Posted to users@jena.apache.org by Kunal Jain <ku...@ezeiatech.com> on 2012/04/19 16:42:04 UTC

Filter regex queries are very slow

Dear All,

 

I am developing an application using Jena along with TDB store. I have
loaded around 4 million triples in my store.

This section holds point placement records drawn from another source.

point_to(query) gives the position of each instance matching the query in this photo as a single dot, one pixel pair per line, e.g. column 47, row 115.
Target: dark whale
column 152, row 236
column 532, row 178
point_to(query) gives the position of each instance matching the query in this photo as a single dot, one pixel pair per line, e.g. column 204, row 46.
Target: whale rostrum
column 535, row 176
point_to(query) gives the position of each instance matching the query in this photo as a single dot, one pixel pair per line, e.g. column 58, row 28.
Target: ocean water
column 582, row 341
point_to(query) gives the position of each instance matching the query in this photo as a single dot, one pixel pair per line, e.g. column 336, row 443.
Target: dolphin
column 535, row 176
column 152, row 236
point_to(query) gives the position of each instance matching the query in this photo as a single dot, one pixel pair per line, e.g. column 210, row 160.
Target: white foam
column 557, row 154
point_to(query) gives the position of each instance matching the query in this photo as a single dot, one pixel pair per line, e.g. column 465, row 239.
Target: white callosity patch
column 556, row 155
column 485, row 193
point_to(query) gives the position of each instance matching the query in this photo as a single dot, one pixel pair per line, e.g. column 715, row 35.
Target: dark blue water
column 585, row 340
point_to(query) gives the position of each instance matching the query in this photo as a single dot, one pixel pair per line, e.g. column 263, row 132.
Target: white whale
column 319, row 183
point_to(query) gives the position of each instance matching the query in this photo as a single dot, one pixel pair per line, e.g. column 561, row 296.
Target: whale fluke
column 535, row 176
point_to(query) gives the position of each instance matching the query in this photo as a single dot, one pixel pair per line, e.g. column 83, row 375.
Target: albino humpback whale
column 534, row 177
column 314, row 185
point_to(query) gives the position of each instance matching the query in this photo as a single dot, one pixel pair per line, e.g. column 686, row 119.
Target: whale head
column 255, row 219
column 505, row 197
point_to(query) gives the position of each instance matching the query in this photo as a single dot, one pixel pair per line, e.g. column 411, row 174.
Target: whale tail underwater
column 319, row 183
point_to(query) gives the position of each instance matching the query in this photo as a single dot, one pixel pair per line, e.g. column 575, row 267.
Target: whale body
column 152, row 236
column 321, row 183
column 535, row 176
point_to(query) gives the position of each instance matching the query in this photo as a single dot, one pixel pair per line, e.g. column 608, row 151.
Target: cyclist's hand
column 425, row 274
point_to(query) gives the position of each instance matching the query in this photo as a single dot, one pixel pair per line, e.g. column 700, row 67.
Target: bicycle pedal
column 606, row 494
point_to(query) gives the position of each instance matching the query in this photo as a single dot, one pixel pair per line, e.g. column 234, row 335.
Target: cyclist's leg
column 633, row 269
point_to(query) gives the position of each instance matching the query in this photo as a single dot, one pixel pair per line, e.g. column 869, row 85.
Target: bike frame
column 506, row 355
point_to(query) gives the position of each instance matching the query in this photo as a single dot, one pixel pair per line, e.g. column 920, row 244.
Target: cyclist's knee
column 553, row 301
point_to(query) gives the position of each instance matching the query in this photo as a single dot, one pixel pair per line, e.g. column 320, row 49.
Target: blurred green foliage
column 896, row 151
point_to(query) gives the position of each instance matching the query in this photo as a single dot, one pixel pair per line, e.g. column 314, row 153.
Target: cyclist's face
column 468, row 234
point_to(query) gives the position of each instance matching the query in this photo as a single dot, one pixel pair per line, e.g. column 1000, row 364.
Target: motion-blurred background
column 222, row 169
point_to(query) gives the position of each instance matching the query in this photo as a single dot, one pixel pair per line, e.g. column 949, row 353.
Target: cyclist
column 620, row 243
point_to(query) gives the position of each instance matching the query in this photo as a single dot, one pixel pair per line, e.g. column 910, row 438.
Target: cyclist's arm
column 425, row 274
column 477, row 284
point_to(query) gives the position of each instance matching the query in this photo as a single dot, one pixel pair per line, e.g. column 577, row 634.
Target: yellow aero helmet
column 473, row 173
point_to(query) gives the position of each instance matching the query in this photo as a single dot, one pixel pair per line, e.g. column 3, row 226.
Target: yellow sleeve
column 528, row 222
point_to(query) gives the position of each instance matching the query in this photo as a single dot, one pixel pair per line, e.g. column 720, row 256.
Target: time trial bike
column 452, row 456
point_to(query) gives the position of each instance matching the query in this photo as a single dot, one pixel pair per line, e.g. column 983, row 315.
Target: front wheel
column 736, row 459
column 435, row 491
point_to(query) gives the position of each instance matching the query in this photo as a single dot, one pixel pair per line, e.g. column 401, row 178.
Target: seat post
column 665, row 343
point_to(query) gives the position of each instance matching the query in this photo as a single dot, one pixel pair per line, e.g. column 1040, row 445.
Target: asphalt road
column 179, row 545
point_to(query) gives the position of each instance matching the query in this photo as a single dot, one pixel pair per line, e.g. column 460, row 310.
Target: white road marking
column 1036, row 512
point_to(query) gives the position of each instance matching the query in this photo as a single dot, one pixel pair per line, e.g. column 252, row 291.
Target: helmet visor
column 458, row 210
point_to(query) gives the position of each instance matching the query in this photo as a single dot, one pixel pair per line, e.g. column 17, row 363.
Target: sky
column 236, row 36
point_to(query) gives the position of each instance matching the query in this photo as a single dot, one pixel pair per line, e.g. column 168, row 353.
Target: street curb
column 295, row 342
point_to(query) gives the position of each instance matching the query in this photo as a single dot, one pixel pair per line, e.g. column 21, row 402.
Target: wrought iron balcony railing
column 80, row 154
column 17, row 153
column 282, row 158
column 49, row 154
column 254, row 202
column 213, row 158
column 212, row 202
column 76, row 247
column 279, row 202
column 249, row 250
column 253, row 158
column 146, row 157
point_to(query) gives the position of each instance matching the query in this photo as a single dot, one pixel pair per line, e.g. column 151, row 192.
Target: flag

A small subset of my triples is
as follows:

 

<http://mycompany/ontolgy/ext/#AD> <http://mycompany/ontology#name> "AD" .

<http://mycompany/ontolgy/ext/#AD> <http://mycompany/ontology#type>
"category" .

<http://mycompany/ontolgy/ext/#AD1003> <http://mycompany/ontology#name>
"AD100" .

<http://mycompany/ontolgy/ext/#AD1003> <http://mycompany/ontology#type>
"product" .

<http://mycompany/ontolgy/ext/#AD1003> <http://mycompany/ontology#belongsTo>
<http://mycompany/ontolgy/ext/#AD> .

<http://mycompany/ontolgy/ext/#light1> <http://mycompany/ontology#name>
"Light" .

<http://mycompany/ontolgy/ext/#light1> <http://mycompany/ontology#type>
"item" .

<http://mycompany/ontolgy/ext/#light1> <http://mycompany/ontology#belongsTo>
<http://mycompany/ontolgy/ext/#AD1003> .

<http://mycompany/ontolgy/ext/#light1> <http://mycompany/ontology#value>
"42.5833" .

 

Now I want to do a free text matching for autosuggest kind functionality. I
have got this query to run against my store

 

                           PREFIX gs: <http://mycompany/ontolgy/ext/#>\n\n

                           PREFIX vs: <http://mycompany/ontology#>\n\n

                           SELECT ?subjectName 

                            WHERE {  

                             ?subject vs:name ?subjectName

                            FILTER regex(?subjectName, \"^Light\", \"i\")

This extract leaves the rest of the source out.